“La notte più buia” di Piacenza, Molinaroli “Il mio libro per mantenere viva la memoria di chi ci ha lasciato”

S’intitola “La notte più buia” ed è l’amaro racconto dei tanti piacentini morti per Covid-19 tra la fine di febbraio e la fine di maggio.

E’ l’ultimo libro di Mauro Molinaroli, che verrà presentato mercoledì alle 18 alla Corte Biffi di San Rocco al Porto (in piena Zona Rossa), presenti il sindaco Patrizia Barbieri e i sindaci di Codogno, Francesco Passerini e di San Rocco, Matteo Delfini. Coordinerà l’assessore alla Cultura Jonathan Papamarenghi. Un libro che racchiude storie di persone note e meno note, di realtà colpite pesantemente, di ambulanze con sirene che spaccano il cuore, di giorni bui, con tanta paura e poche speranze: la vicenda più amara dal Dopoguerra per la città e la provincia. Ne abbiamo parlato con l’autore.

Com’è nata l’idea del libro?

Durante i giorni del lockdown, ho cominciato a raccogliere articoli e materiali pubblicati da quotidiani e siti, relativi alle tante persone che sono venute a mancare. Coloro che avevano un ricordo, una breve biografia, un ruolo tale da meritare un pezzo a futura memoria, sono i protagonisti del mio libro. Ho approfondito, cercato, ho voluto dare spazio a quei morti e ho immaginato una sorta di Spoon River tutta padana. Un lavoro lungo e meticoloso, scritto con molto dolore dentro; un modo per allontanare la paura e per elaborare il lutto di tante perdite.

Ci sono persone note che l’hanno particolarmente toccata?

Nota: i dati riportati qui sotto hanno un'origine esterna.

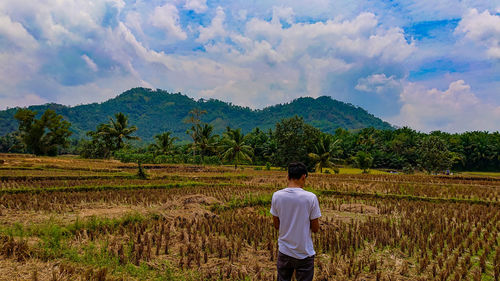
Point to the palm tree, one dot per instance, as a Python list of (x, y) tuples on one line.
[(234, 148), (164, 143), (206, 142), (325, 150), (194, 131), (118, 130)]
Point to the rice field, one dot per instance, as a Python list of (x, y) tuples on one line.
[(66, 218)]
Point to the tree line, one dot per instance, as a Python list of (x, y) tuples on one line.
[(291, 140)]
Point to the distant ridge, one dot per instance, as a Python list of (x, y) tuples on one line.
[(156, 111)]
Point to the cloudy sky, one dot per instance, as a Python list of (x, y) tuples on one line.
[(427, 64)]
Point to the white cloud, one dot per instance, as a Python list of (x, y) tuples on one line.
[(377, 83), (21, 100), (199, 6), (282, 13), (483, 29), (455, 109), (167, 18), (90, 63), (16, 33), (215, 29)]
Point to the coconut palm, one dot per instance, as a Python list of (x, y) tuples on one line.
[(325, 150), (118, 130), (234, 148), (164, 143), (206, 141)]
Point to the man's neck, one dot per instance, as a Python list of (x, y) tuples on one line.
[(293, 184)]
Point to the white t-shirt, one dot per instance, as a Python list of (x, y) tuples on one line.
[(295, 208)]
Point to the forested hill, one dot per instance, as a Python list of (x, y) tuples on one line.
[(156, 111)]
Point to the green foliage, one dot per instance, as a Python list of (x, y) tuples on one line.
[(268, 166), (12, 142), (141, 173), (164, 144), (108, 138), (295, 139), (363, 160), (234, 148), (43, 136), (324, 152), (433, 155), (156, 111)]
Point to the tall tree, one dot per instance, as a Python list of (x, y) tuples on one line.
[(164, 143), (433, 154), (324, 152), (294, 140), (45, 135), (194, 119), (235, 149), (206, 141), (119, 130)]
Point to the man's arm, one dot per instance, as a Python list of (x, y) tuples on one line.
[(276, 221), (314, 225)]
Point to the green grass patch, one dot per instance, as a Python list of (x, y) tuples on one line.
[(111, 187)]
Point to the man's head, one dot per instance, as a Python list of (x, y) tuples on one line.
[(297, 173)]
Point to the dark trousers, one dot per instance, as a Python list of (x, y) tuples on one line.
[(304, 268)]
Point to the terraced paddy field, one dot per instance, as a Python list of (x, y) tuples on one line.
[(66, 218)]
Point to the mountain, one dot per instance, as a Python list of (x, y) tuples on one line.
[(156, 111)]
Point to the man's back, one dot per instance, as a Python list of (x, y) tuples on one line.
[(295, 209)]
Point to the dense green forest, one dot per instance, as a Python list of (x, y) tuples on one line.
[(291, 139), (157, 111)]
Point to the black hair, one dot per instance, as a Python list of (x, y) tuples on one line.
[(296, 170)]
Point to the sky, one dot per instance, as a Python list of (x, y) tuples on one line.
[(430, 65)]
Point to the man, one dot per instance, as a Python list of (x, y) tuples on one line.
[(295, 214)]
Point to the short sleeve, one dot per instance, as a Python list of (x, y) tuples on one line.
[(315, 211), (274, 210)]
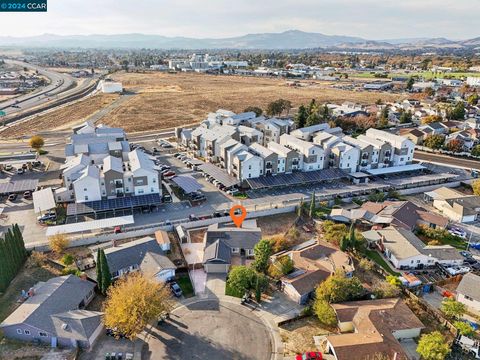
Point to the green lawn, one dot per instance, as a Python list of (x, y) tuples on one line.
[(377, 258), (184, 282)]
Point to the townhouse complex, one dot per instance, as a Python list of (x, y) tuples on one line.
[(247, 146), (100, 165)]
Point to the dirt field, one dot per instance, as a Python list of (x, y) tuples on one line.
[(63, 118), (169, 100)]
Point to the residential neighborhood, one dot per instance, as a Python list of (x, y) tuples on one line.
[(228, 181)]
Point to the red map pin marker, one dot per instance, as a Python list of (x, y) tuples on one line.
[(238, 214)]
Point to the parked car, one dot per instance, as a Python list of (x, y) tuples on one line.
[(310, 355), (50, 215), (176, 290), (458, 232)]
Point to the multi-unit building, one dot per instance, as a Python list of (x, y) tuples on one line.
[(312, 155), (247, 146), (107, 174)]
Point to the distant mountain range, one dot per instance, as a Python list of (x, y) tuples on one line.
[(292, 39)]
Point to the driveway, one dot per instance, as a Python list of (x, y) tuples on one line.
[(107, 344), (211, 330)]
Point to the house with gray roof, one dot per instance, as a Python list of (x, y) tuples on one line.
[(54, 314), (222, 243), (468, 292), (144, 254)]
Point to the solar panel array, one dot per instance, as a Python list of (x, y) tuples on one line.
[(18, 186), (113, 204), (187, 183), (296, 178)]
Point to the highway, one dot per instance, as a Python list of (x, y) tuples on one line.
[(446, 160), (61, 85)]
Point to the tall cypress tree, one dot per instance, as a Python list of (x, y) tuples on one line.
[(106, 275), (99, 270)]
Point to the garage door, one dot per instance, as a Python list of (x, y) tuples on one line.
[(216, 268)]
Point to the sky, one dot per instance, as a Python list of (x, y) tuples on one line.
[(370, 19)]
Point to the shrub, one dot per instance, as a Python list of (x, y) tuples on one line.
[(58, 243)]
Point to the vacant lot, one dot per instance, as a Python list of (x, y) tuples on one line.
[(63, 118), (169, 100)]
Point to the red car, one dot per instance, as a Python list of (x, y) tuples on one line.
[(311, 355)]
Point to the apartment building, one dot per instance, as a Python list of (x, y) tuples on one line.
[(313, 156), (273, 128), (246, 165), (307, 133), (403, 148), (269, 158), (288, 160)]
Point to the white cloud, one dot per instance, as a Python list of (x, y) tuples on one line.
[(373, 19)]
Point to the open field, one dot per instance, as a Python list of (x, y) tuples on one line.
[(62, 118), (168, 100)]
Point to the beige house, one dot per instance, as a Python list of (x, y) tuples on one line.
[(373, 327), (454, 204)]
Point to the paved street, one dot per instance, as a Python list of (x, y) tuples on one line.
[(447, 160), (209, 329)]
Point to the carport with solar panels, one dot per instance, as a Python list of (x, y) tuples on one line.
[(118, 206), (296, 178)]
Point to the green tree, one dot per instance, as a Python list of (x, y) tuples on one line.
[(476, 150), (314, 117), (338, 288), (258, 111), (434, 141), (452, 308), (311, 210), (325, 313), (433, 346), (473, 99), (405, 117), (240, 279), (262, 251), (301, 117), (464, 328)]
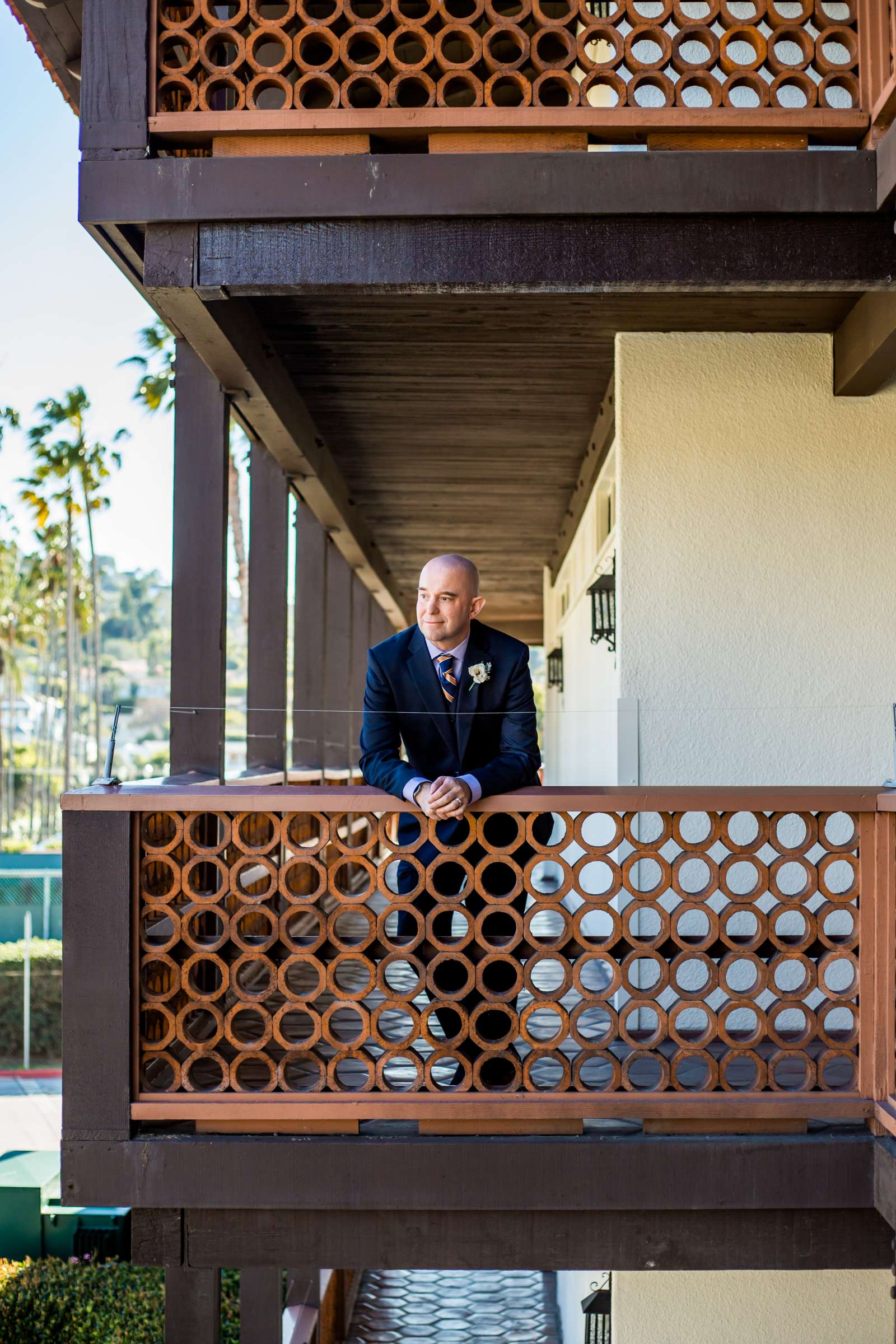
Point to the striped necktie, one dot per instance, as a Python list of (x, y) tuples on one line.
[(445, 669)]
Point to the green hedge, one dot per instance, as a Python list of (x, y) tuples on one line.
[(46, 1000), (78, 1303)]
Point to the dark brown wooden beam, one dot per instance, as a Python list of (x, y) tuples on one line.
[(866, 346), (199, 569), (308, 642), (268, 612), (116, 78), (452, 186), (230, 340), (97, 857), (193, 1305), (886, 166), (401, 1173), (719, 1240), (886, 1179), (568, 254), (156, 1235), (593, 460)]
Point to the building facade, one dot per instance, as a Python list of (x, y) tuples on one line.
[(389, 248)]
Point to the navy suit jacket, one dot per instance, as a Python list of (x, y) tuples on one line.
[(492, 736)]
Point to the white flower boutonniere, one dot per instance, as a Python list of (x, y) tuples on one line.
[(480, 673)]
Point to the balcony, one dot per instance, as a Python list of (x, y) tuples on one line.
[(712, 958), (235, 78)]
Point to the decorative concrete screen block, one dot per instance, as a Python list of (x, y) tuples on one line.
[(605, 952), (367, 54)]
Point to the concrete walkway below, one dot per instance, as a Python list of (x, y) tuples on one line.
[(456, 1307), (30, 1112)]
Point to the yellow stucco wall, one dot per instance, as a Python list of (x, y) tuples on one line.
[(757, 561), (772, 1308)]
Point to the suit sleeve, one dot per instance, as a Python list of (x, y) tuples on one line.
[(519, 758), (382, 764)]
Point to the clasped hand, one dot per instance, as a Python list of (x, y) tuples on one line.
[(445, 797)]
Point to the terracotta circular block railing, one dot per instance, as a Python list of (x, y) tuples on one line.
[(605, 54), (673, 953)]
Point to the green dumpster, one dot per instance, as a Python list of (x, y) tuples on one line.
[(32, 1222)]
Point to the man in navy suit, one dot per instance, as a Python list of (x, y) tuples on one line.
[(459, 696)]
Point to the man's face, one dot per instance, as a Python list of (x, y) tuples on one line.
[(446, 604)]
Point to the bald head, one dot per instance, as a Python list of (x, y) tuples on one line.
[(448, 600)]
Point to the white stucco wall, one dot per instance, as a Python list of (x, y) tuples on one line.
[(573, 1287), (581, 724), (772, 1308), (757, 588), (757, 610)]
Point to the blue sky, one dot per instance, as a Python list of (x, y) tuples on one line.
[(68, 315)]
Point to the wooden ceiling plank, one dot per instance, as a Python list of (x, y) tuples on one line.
[(866, 346), (228, 339)]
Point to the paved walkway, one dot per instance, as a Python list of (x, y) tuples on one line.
[(30, 1112), (457, 1307)]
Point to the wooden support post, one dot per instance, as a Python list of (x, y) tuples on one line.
[(268, 615), (362, 604), (115, 59), (308, 644), (338, 660), (199, 570), (261, 1305), (193, 1305), (97, 857)]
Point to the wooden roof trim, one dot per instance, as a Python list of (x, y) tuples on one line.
[(69, 85)]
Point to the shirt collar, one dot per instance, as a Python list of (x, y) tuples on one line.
[(456, 654)]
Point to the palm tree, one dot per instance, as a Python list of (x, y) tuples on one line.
[(65, 456), (16, 637), (46, 573), (156, 393)]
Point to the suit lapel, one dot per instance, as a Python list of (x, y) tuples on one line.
[(428, 683), (477, 651)]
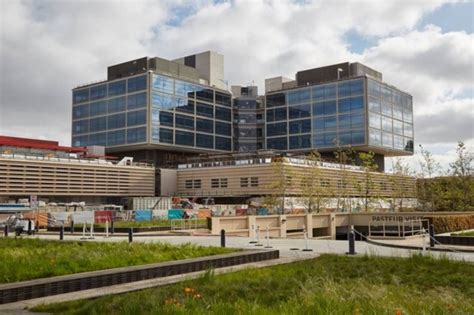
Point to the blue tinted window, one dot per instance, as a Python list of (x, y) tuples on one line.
[(98, 124), (277, 99), (185, 122), (276, 129), (136, 118), (204, 125), (166, 135), (184, 105), (116, 121), (98, 92), (163, 84), (223, 114), (81, 126), (223, 143), (300, 111), (98, 108), (117, 88), (204, 110), (344, 89), (277, 144), (115, 137), (166, 119), (98, 139), (136, 101), (136, 135), (162, 101), (80, 96), (300, 126), (184, 138), (223, 99), (204, 141), (223, 129), (80, 141), (136, 84), (300, 142), (80, 111), (116, 104)]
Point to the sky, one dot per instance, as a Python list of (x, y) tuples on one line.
[(425, 48)]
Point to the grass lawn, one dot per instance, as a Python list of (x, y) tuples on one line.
[(127, 224), (26, 259), (329, 284)]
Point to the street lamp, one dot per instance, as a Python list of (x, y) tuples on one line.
[(339, 70)]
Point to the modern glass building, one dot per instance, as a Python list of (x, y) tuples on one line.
[(361, 112), (152, 110)]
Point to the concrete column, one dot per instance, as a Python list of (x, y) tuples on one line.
[(252, 221), (332, 225), (309, 224), (283, 226)]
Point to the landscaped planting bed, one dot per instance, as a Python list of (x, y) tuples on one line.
[(327, 285)]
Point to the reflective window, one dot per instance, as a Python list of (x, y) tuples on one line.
[(386, 124), (387, 139), (136, 135), (276, 129), (185, 122), (300, 126), (204, 110), (277, 99), (98, 108), (136, 118), (116, 137), (204, 141), (300, 142), (375, 121), (136, 101), (80, 96), (223, 129), (117, 88), (204, 125), (81, 126), (163, 84), (223, 99), (98, 124), (80, 111), (277, 143), (299, 96), (205, 95), (223, 114), (185, 105), (300, 111), (98, 92), (136, 84), (116, 104), (223, 143), (166, 135), (116, 121), (166, 119), (98, 139)]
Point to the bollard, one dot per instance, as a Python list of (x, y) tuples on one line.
[(258, 236), (267, 236), (130, 235), (222, 238), (432, 239), (351, 243)]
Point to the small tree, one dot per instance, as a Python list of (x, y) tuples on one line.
[(369, 166), (312, 191)]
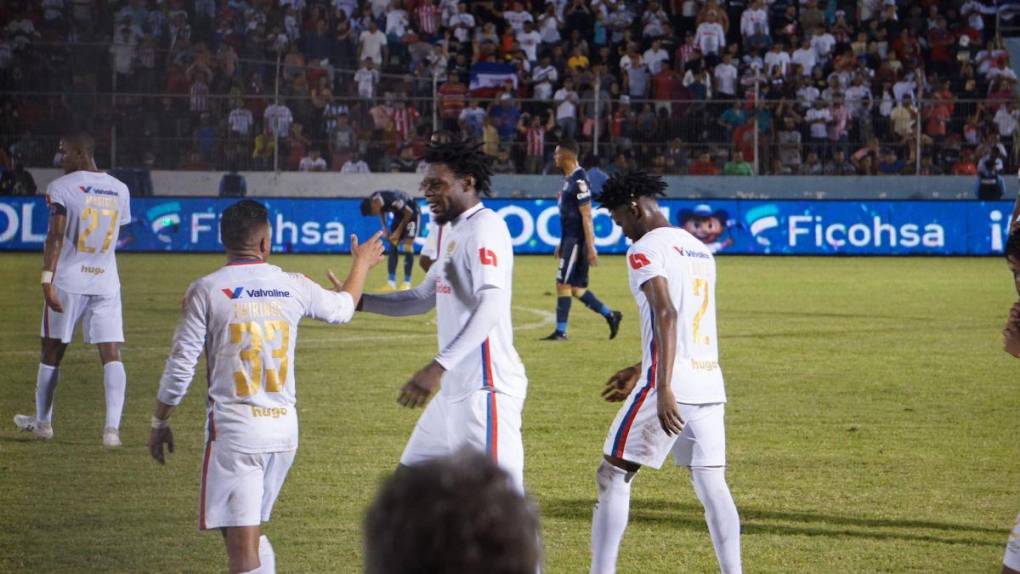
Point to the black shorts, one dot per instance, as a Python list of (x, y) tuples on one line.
[(572, 266), (410, 230)]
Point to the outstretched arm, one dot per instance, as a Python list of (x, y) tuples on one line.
[(656, 291)]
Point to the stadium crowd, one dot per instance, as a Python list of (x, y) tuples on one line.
[(793, 87)]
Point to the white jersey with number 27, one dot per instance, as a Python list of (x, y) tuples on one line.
[(97, 205), (689, 268), (245, 316)]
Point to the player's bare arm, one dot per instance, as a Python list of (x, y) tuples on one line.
[(620, 384), (365, 256), (656, 291), (585, 218), (404, 220), (54, 242)]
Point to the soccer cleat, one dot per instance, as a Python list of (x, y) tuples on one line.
[(614, 321), (42, 430), (111, 436)]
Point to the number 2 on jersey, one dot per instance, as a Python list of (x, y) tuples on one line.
[(702, 291), (90, 216), (247, 382)]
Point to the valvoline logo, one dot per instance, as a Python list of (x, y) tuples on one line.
[(240, 293)]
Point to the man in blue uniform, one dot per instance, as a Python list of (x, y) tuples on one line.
[(576, 250), (403, 228)]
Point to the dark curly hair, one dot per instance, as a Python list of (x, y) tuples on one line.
[(456, 515), (626, 187), (241, 221), (464, 158)]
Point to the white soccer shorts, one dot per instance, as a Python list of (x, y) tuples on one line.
[(636, 435), (240, 488), (485, 420), (1012, 558), (100, 316)]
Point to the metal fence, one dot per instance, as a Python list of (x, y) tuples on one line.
[(139, 125)]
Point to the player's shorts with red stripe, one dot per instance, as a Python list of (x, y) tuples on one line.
[(636, 435)]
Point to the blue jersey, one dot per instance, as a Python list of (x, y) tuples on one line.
[(576, 192)]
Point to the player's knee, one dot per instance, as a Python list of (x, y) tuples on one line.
[(52, 352), (109, 352)]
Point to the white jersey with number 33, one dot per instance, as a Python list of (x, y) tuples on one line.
[(97, 204), (245, 316), (689, 267)]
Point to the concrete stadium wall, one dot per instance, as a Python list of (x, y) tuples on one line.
[(327, 185)]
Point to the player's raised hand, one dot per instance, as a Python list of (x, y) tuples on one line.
[(619, 385), (368, 253), (669, 414), (158, 437), (52, 301), (416, 392)]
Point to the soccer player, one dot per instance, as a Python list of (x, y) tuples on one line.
[(482, 378), (81, 281), (576, 250), (678, 407), (403, 229), (245, 316), (1011, 562)]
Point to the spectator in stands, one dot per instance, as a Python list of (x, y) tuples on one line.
[(355, 165), (812, 165), (233, 185), (736, 165), (889, 164), (704, 165), (312, 162), (838, 165), (566, 109)]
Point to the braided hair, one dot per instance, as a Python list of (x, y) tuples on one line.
[(625, 188), (463, 158)]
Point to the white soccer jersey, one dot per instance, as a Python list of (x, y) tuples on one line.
[(97, 205), (245, 316), (475, 253), (690, 269)]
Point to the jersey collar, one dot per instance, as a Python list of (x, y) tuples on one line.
[(468, 213)]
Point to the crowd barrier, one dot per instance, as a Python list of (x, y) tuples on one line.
[(729, 226)]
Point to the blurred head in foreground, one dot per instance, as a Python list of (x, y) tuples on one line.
[(456, 515)]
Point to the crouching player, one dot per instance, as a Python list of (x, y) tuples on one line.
[(678, 405), (245, 316)]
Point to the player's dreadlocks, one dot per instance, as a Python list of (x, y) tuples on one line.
[(625, 188), (1013, 246), (463, 158)]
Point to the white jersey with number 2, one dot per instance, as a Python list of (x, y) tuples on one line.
[(689, 268), (245, 316), (97, 205)]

Mi hanno toccato le persone note e meno note; dal direttore di Confindustria, Cesare Betti, che era un amico, a Roberto Ghisoni, redattore di Radio Shock, appassionato di calcio. Tante, tante persone che se ne sono andate senza avere la possibilità di vedere i loro cari. Gente ricoverata a Ravenna che sembrava dovesse essere dimessa da un giorno all’altro e poi il peggioramento improvviso. Non si può rimanere insensibili a ciò che è accaduto, per questo ho voluto raccogliere in un libro tanti volontari della Croce Rossa e della Pubblica Assistenza Croce Bianca, docenti universitari, operai, sportivi come Osvaldo Tarasconi, medici, infermiere; insomma tante, troppe, persone che porto dentro.

Com’è costruito il libro?

Dopo un primo capitolo in cui viene descritta la situazione del nostro territorio in questi mesi, ci sono i capitoli dedicati alle categorie professionali e sociali: medici, imprenditori, sacerdoti, politici e amministratori, volontari, docenti e ricercatori, artisti, sportivi e tante figure conosciute nelle vallate. Un viaggio in tutta la provincia, dove emergono anche il barbiere del paese, il cantoniere comunale, la proprietaria del bar di Bettola, il fornaio di Vigolzone, il dirigente sportivo di San Giorgio e tanti altri.

E’ stato faticoso ricostruire le vite di tante persone che ci hanno lasciato?

Si è trattato di un lavoro che ha richiesto un sacrificio particolare. Quando scrivi libri di vita hai il tempo di divertirti, di coccolare un po’ il tuo ego. In questo caso no. Solo tristezza e pietà. Sono molte le persone decedute che ho avuto modo di conoscere e per ognuna, quando scrivevo la loro storia, c’era un senso di commozione, una tristezza velata che non mi ha mai abbandonato. Ma è stata una scelta voluta, penso che sia giusto ricordare, perché se è vero che – come diceva Enzo Biagi – la vita è memoria, noi abbiamo il compito di non dimenticare chi ci ha lasciato, chi se n’è andato. Avremmo potuto essere noi al loro posto. A volte è solo una questione di coincidenza.

Quali sono state le zone più colpite della provincia…

Al di là di Piacenza, mi ha sorpreso soprattutto la virulenza con cui il Covid-19 ha preso di mira Fiorenzuola; tante persone della cittadina lungo la via Emilia se ne sono andate, decisamente troppe e poi la zona tra Caorso e Castelvetro. Anche in questi paesi il Coronavirus ha fatto una strage. Non saprei spiegare il motivo.

Alla presentazione saranno presenti tre sindaci, quasi a dare maggiore significato al suo lavoro

Li ringrazio davvero tanto, hanno capito lo scopo del volume, hanno passato incredibili vicissitudini. Tutti ricordiamo Codogno, quel che accadde in quei giorni; in particolare ringrazio Patrizia Barbieri per la sensibilità dimostrata. Lei ha toccato con mano sia come sindaco sia dal punto di vista umano la ferocia del Covid.